Sur le sujet des apports à l’entreprise de la présence de personnes en situation de handicap, 51% des salariés estiment qu’”avoir un collègue handicapé contribue à changer le regard porté sur le handicap“. 74% des salariés ont conscience que des aménagements peuvent être nécessaires et 80% perçoivent ces adaptations comme une opportunité de mettre en place de nouvelles manières de faire sans que cela ne modifie leurs conditions de travail.

62% des dirigeants et responsables RH et 52% des salariés estiment que cela améliore la solidarité entre les collaborateurs, les managers et les équipes.

A l’issue de cette restitution d’étude, deux étudiants vivant avec un handicap sont venus témoigner sur les difficultés rencontrées lors de leurs études ou en entreprise et ont apporté leur témoignage sur les chiffres dévoilés.
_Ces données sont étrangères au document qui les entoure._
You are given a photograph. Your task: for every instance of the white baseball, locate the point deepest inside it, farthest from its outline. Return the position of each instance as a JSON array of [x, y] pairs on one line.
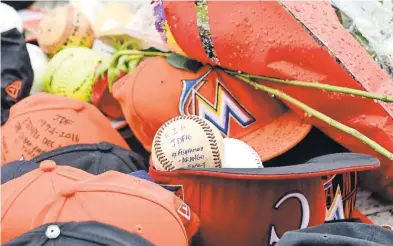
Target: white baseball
[[39, 61], [238, 154], [187, 142], [9, 18]]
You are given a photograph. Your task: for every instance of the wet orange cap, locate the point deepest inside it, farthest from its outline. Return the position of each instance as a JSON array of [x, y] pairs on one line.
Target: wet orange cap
[[22, 198], [44, 122], [156, 92], [135, 205]]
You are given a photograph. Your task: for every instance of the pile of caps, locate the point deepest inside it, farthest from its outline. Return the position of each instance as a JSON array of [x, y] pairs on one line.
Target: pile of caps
[[208, 132]]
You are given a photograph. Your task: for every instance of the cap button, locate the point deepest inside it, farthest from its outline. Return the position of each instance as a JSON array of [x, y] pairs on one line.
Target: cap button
[[104, 146], [52, 232], [69, 192], [48, 166]]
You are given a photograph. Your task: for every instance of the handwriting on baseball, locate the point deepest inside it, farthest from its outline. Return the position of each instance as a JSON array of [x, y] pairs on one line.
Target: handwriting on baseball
[[180, 140], [175, 135]]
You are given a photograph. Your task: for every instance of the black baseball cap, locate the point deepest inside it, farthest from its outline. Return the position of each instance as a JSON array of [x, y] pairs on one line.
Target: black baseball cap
[[16, 71], [92, 158], [78, 233], [339, 233]]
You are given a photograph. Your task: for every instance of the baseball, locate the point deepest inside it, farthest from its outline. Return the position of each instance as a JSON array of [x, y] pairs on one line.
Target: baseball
[[65, 27], [187, 142], [238, 154], [71, 73], [39, 61]]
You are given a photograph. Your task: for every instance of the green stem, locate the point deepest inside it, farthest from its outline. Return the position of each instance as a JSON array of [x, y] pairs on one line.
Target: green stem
[[317, 85], [116, 56], [312, 112]]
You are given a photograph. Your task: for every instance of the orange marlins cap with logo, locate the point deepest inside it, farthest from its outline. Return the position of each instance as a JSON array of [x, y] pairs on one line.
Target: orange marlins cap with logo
[[43, 122], [156, 92]]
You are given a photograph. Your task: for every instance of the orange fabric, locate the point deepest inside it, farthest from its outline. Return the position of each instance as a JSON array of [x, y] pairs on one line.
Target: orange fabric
[[357, 214], [127, 202], [299, 40], [149, 99], [44, 122], [241, 211], [22, 198]]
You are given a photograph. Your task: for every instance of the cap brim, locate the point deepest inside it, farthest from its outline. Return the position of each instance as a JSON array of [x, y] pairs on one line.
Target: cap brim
[[359, 215], [278, 136]]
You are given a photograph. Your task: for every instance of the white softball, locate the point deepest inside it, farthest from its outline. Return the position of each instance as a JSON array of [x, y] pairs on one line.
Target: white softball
[[238, 154], [9, 18], [187, 142], [39, 61]]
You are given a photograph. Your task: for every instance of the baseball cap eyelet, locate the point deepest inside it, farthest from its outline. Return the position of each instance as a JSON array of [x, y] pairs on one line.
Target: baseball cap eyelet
[[52, 232]]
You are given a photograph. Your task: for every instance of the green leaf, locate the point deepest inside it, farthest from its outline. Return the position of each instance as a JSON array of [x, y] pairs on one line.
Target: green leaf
[[132, 64], [113, 74], [182, 62], [121, 64]]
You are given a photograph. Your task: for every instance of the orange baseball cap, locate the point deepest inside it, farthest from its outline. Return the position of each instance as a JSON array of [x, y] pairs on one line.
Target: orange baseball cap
[[44, 122], [135, 205], [22, 198], [156, 92], [256, 206]]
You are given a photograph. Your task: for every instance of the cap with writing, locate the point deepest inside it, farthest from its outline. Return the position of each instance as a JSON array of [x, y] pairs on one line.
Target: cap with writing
[[44, 122], [135, 205], [78, 233], [257, 206], [235, 108], [92, 158], [22, 198]]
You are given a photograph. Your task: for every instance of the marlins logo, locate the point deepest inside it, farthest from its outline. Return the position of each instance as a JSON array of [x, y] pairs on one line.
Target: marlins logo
[[218, 111]]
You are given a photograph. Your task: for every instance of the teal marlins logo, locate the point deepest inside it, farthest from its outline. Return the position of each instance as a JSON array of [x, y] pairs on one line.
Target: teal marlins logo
[[219, 110]]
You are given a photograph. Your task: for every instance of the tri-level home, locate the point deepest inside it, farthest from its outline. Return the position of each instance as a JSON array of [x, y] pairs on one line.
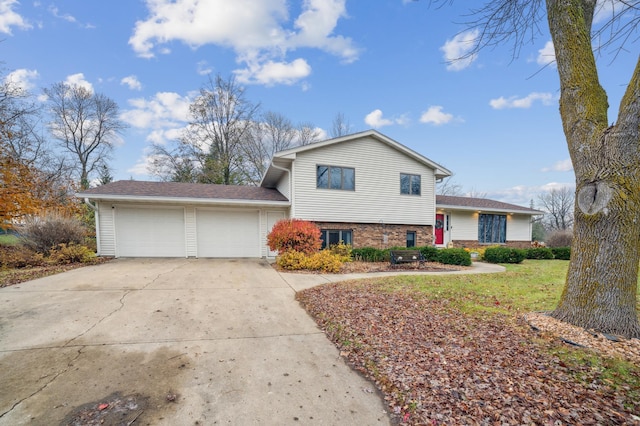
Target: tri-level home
[[364, 189]]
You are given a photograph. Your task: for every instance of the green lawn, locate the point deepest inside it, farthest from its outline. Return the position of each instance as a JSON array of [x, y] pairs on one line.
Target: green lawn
[[396, 330], [533, 285]]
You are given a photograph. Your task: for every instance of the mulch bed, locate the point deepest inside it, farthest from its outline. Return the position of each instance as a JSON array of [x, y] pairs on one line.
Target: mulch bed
[[436, 365]]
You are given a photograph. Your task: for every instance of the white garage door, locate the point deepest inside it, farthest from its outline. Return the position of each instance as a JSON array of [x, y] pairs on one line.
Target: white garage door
[[228, 233], [150, 232]]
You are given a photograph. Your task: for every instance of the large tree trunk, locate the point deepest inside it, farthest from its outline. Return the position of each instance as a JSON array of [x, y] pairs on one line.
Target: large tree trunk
[[601, 286]]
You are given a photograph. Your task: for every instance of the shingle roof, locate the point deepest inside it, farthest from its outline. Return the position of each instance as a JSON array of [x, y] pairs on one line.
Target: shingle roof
[[135, 189], [481, 204]]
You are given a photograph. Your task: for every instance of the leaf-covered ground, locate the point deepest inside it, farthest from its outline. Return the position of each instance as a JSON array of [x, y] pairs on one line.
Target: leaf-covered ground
[[16, 276], [436, 365]]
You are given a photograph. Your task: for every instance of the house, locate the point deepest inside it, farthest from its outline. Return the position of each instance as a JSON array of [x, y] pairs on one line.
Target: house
[[364, 189], [473, 222]]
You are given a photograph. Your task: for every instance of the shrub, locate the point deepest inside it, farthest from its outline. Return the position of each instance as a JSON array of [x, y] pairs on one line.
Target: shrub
[[72, 253], [44, 233], [454, 256], [370, 254], [294, 234], [504, 255], [343, 251], [19, 256], [323, 261], [561, 253], [539, 253], [560, 238], [430, 253]]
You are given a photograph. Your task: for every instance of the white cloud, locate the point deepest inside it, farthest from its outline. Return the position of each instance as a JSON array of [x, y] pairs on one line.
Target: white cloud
[[78, 80], [10, 18], [203, 68], [435, 115], [166, 110], [142, 167], [64, 16], [260, 32], [556, 185], [526, 102], [375, 120], [560, 166], [547, 54], [270, 73], [457, 50], [606, 9], [23, 78], [132, 81]]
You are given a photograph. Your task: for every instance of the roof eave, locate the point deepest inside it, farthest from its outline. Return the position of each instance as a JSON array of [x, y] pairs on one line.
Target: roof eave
[[184, 200], [488, 209]]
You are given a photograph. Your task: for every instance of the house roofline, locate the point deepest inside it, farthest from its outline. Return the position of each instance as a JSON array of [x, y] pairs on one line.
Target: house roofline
[[184, 200], [441, 171], [488, 209]]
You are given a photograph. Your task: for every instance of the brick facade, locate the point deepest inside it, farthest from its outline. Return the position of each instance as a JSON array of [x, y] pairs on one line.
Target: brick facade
[[373, 234], [476, 244]]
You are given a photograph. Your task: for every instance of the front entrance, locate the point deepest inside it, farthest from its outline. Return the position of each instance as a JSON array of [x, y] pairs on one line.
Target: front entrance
[[439, 229]]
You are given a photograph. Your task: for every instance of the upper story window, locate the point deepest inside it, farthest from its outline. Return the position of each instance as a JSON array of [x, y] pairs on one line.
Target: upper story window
[[332, 177], [409, 184]]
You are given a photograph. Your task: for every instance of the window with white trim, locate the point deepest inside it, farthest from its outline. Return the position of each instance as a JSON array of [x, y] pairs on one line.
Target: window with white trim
[[409, 184], [492, 228], [331, 237], [334, 177]]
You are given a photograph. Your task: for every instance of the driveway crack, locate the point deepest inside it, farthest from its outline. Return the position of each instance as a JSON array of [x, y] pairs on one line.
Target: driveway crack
[[119, 308], [47, 384]]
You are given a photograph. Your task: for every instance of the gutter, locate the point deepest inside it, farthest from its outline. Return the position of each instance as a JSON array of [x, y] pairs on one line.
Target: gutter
[[290, 197]]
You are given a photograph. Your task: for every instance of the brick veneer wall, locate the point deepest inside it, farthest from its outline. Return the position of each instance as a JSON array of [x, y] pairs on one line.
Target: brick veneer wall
[[476, 244], [372, 234]]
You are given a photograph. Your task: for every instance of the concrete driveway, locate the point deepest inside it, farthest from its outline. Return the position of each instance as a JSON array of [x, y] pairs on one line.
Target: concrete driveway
[[172, 342]]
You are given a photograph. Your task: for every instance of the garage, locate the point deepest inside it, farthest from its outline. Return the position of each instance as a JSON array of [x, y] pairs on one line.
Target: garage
[[150, 232], [228, 233], [177, 219]]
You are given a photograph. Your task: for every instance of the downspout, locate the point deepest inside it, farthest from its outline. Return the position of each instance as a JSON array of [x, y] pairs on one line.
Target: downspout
[[97, 220]]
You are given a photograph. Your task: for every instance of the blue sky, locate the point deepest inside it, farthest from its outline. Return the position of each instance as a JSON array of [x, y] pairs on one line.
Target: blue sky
[[493, 120]]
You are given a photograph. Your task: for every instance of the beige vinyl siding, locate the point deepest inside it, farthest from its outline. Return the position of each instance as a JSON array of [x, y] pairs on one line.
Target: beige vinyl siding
[[107, 230], [518, 227], [283, 186], [377, 195], [464, 225]]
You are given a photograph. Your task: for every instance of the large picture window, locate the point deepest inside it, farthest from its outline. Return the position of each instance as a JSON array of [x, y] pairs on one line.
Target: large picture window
[[409, 184], [492, 228], [331, 237], [332, 177]]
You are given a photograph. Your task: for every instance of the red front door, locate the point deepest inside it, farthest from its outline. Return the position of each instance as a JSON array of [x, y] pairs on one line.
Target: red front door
[[439, 229]]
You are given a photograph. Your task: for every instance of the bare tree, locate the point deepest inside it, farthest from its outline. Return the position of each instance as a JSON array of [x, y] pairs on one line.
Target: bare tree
[[340, 126], [307, 133], [558, 207], [449, 187], [86, 124], [273, 133], [24, 141], [601, 285], [221, 123], [177, 165]]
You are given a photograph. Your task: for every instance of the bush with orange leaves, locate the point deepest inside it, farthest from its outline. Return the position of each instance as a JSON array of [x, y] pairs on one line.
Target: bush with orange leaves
[[294, 235]]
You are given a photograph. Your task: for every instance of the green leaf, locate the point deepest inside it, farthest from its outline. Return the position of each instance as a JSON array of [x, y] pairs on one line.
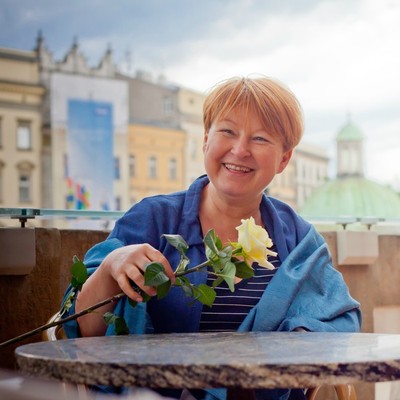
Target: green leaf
[[154, 275], [212, 241], [183, 264], [163, 289], [178, 242], [78, 273], [120, 326], [68, 302], [217, 281], [243, 270], [185, 284], [228, 275], [205, 294]]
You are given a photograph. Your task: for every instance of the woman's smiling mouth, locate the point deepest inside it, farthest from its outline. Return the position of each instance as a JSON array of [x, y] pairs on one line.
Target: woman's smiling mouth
[[236, 168]]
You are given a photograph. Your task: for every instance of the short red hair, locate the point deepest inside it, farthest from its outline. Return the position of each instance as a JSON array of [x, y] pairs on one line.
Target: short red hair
[[277, 107]]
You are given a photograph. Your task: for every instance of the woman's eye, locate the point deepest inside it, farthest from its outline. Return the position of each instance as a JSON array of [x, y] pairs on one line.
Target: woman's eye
[[227, 131]]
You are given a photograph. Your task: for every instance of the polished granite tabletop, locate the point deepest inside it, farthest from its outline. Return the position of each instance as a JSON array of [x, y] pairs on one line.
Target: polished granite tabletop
[[199, 360]]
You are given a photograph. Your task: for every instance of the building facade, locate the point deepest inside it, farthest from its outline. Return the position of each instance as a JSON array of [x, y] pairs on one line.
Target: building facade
[[21, 97], [156, 161], [85, 122], [306, 171]]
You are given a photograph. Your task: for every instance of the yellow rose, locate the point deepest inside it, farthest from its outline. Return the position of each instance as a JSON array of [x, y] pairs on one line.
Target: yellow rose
[[255, 242]]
Bastien PONSARD: diplômé en Master en mathématiques et statistiques, actuellement en recherche d’emploi, avec un trouble du Spectre Autistique et asperger : « Au collège et au lycée j’ai reçu des cours particuliers. Je n’ai pas pu bénéficier tout de suite de cet accompagnement qui arrivait assez tard ( souvent après les fêtes de noël) dans l’année scolaire. Par la suite, j’ai découvert le monde de l’entreprise à travers des stages. Les difficultés rencontrées étaient essentiellement dues aux consignes qui m’étaient communiquées à l’oral par mon tuteur. Pour me permettre d’exécuter mes taches, il me faut des consignes écrites claires et précises…  Sur les chiffres cités : en tant que personne en situation de handicap, on sait que 80% des handicap sont invisibles mais peu de gens le savent. Il faudrait sensibiliser davantage sur ce handicap invisible. »

Tim GEIGER: 24 ans étudiant à l’Université de Strasbourg en management, actuellement en année de césure afin de réaliser des stages en entreprise. Malvoyant depuis 2 ans : « J’ai découvert le monde du handicap récemment.  La principale difficulté rencontrée est liée à ma perte d’autonomie notamment pour me déplacer entrainant une perte de confiance. J’ai pu bénéficier de certains aménagements à l’université, mais c’est à moi de m’adapter désormais à ces nouvelles difficultés. Je dois me challenger. La difficulté en entreprise vient tout d’abord des barrières que l’on se met soi-même. J’ai postulé à différents stages avec des refus mais sans savoir précisément si ces derniers étaient liés à mon handicap. Aujourd’hui dans l’entreprise où j’effectue mon stage, je dispose d’un ordinateur « classique » et je n’ai pas d’aménagement particulier, mais mon manager est assez à l’écoute. J’ apprécie sa bienveillance. »  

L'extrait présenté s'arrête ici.